In fact a decade earlier, in the winter of 1910, an even more unpleasant case had come to light.

Cornelius Valentine Barker, the school master of Pitsea, found himself in the dock to answer charges of assaulting 11-year-old pupil John Arnold, from Thundersley.

The case reached the Rochford Petty Sessions Court and was again brought by the victim’s parents. The allegation came about after the boy returned to school after having lunch at home ten minutes late one day.

Arnold lived a mile-and-half away from the school and had to walk to and from classes every day – as well as walking home for lunch.

On this occasion it was raining, making him late for afternoon lessons.

He was told to stay back after school for detention, but as he was feeling poorly he went straight home.

The next day when he got to school Barker gave him four “handers”. The court heard how the boy screamed that he was going to tell his father,

Barker “took him across his knee and severely caned him on the buttocks”. “He fell to the floor and was again beaten in this position.” Barker told the boy: “If you let anyone outside hear the noise I will give you some more.”

Arnold ran home and told his parents.

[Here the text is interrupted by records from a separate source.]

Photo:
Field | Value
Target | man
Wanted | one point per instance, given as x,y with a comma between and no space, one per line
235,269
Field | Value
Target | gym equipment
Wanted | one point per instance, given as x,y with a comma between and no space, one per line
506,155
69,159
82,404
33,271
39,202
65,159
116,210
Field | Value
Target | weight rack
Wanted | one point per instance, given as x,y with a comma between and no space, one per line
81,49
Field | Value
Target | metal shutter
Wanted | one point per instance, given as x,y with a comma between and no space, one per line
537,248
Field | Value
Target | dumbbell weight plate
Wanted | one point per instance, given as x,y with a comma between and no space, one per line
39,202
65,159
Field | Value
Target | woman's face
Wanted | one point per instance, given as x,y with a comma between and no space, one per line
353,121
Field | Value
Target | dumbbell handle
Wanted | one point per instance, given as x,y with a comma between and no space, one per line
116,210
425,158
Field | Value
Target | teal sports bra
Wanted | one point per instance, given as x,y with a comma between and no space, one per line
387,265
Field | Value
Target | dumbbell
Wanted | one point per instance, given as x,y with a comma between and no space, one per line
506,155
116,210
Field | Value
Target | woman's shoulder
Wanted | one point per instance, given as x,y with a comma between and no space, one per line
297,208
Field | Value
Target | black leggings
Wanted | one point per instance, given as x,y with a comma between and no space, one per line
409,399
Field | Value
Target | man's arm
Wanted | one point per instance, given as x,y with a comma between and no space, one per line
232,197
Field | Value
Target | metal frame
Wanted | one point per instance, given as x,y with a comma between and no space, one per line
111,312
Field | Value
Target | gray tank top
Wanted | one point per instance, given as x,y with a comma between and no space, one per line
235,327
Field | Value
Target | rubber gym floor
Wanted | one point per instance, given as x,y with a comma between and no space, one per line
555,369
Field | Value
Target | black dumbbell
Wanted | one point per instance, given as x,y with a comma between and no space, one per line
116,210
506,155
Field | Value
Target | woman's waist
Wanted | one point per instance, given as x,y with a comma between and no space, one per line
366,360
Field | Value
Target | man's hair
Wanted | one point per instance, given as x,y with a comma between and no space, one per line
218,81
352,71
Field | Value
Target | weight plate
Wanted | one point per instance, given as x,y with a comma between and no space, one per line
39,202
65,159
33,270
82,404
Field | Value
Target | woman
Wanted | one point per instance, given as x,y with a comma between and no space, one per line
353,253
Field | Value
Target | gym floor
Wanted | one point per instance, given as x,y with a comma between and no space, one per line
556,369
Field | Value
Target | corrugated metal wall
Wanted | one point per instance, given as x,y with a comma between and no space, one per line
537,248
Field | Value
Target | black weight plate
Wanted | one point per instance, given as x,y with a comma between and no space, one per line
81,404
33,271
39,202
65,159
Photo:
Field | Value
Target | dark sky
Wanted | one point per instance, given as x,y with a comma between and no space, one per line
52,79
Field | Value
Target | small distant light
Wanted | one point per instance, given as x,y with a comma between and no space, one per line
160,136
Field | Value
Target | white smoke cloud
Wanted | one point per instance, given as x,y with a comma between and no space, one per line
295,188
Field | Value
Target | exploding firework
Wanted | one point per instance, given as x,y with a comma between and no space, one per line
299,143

He was in so much pain he couldn’t sleep and a doctor was eventually called.

Fellow pupil Reggie Hopwood gave evidence and described how he saw “the master give Arnold a good thrashing while he held him on his knee”.

Dr Cosmo Grant, from Thundersley, who had attended to the boy after the beating also gave his opinion: “To cause wheals of such extent and character considerable force must have been used, considerably more force than should have been used,” he admitted.

The court determined Barker had used excessive force and fined him £1 as well as ordering him to pay four shillings costs.

It appears Mr Barker got off with just a fine, but if we delve a little deeper we see he didn’t.

A search of newspaper archives shows John Arnold’s stepfather found himself in the dock after he came across Barker in the street in Pitsea shortly after the beating and gave him a piece of his mind.

Charles Clarke saw Barker riding his bike to school shortly after the drama. As he passed the Gun Inn, Clarke stopped him and the pair got into a row. Clarke pushed the teacher off his bike and “pulled his nose” and was fined 10 shillings.

Corporal punishment in schools was finally outlawed in Britain in 1986.